EuroOSCON 2006
I think I’ve had enough time to digest last week’s EuroOSCON (the O’Reilly European Open Source Convention) in my mind. I’m not going to attempt to write a coherent story: instead, I’m just going to put down some thoughts from my notes and as they occur to me.
One theme of the convention was that, paradoxically, Open Source doesn’t really matter any more. One speaker, I forget who, asserted that Open Source has already succeeded. It’s here to stay. There was a lot of discussion about access to data. To my mind, this is far more important: open source is useful, but it’s the data and the formats that really matter, and that provide a real barrier to entry or migration. Just think of the ubiquity of the proprietary Word document format.

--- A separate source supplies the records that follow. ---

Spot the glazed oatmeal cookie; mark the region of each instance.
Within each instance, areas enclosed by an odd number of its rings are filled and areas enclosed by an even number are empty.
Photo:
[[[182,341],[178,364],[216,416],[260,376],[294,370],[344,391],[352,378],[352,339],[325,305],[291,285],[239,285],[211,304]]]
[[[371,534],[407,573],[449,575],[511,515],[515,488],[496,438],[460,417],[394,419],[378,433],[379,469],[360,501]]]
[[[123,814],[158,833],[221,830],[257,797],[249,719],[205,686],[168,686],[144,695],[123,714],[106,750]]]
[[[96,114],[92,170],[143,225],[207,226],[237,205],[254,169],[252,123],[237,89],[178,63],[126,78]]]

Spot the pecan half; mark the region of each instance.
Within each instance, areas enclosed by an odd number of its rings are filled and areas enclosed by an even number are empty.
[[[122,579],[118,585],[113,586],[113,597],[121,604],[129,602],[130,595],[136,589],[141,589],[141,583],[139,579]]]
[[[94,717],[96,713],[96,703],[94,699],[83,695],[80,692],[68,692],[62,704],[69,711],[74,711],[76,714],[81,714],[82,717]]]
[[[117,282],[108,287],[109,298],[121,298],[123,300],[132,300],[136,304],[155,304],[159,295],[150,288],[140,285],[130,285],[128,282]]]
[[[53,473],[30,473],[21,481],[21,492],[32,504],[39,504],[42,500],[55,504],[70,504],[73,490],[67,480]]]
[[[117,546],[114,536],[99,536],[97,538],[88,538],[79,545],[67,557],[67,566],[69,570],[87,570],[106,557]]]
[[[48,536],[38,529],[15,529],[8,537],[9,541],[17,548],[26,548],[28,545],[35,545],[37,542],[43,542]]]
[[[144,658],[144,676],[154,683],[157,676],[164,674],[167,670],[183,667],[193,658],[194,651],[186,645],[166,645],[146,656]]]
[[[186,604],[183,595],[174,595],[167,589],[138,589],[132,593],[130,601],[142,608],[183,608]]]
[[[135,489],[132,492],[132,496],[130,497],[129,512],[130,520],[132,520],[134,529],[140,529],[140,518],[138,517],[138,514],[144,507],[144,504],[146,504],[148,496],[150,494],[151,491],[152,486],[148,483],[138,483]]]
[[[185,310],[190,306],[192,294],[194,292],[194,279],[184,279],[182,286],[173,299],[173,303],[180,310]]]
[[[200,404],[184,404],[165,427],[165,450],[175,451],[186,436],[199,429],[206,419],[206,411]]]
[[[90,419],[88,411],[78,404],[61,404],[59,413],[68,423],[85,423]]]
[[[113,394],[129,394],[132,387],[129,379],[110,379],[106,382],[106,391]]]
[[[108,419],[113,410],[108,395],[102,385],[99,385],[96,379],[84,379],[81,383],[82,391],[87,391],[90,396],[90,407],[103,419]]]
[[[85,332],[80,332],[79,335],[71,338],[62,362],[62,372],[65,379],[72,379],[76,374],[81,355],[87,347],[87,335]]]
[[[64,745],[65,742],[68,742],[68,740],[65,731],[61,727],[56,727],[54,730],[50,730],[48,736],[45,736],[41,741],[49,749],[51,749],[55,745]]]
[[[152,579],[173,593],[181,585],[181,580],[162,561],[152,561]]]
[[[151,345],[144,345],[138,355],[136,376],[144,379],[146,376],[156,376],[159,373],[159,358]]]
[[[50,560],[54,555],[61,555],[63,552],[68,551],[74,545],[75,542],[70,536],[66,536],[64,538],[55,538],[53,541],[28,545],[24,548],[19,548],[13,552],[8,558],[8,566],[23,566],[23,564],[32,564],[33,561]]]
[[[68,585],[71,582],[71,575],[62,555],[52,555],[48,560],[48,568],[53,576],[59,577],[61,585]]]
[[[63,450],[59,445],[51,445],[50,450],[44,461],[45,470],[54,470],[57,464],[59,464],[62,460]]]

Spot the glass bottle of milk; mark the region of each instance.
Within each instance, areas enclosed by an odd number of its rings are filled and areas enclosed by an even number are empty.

Tor Nørretranders gave an excellent talk on the motivations that drive us as human beings, and the role of the hormone oxytocin in our behavioural choices. Some interesting points: humans are not rational when dealing with other humans—but they are rational when dealing with computers. (For example, humans won’t accept less than twenty percent in the Ultimatum Game when playing against other humans, but will accept any offer from a computer.) He asserted that being wasteful proves that you have resources to spare. As he reduced it, altruism helps you get laid!
On a more technical note, Peter Zaitsev explained
full-text search possibilities for MySQL (Slides).
The inbuilt full-text search is limited and slow (especially if
there are additional conditions on the search that trigger a linear
scan). It’s useful if the data set is small, you have plenty of
hardware, and the queries are simple. He gave some hints on ways to
improve performance: use a good list of stop words relevant to the
application; keep the index unfragmented by optimising regularly;
have enough memory to hold the working set; encode properties into
the indexed text instead of using more complex queries. Finally,
paging is broken (using LIMIT
slows performance
dramatically). Of the alternatives he discussed, Sphinx and Lucene seemed the most
promising.
Roger Magoulas of O’Reilly talked about data warehousing under
the title of ‘Big Data and the Open Warehouse’. He had some
interesting points on managing large amounts of data, like using
temporary tables to get around the fact that DELETE
and INSERT
are faster than UPDATE
. He
also mentioned the Star
Schema, a denormalised database structure in which I saw some
immediate potential applications.
I found out one of the reasons why technical books are so fat: the binding has to stand out when fighting with other books on the shelf.
I attended talks about a couple of new (-ish) web frameworks each of which had some interesting, distinctive features of its own. I’m planning to look at integrating some of the useful features into Rails. RIFE (Java) and Jifty (Perl) are worth a look for inspiration if you are interested in that kind of thing.
Meanwhile, Rasmus Lerdorf (of PHP fame—or infamy) gave some insights into how PHP is used at Yahoo!: it seems that they aren’t using frameworks in most cases. The performance numbers that he quoted were very impressive, but Yahoo! is perhaps a pathological case: I’m not sure that their approach would be a good idea for other businesses. I also got the impression that they use PHP as a very thin layer.
Dennis Linnell’s Do-It-Yourself Performance Benchmarks on Rails had some good ideas on tools and methodologies for doing just that.
Rob Savoye gave a short-notice talk on Gnash, the free Flash replacement. After an inopportune update failure on his Ubuntu laptop left it unusable, he did his presentation without any visual aids. In spite, or, rather, because of that, it was excellent. Given the shocking incompetence shown by Adobe in their attempts to port Flash to Linux, it was good to see that the open source equivalent is in good hands.
That’s far from everything, but it’s enough for now: I’m going to bed.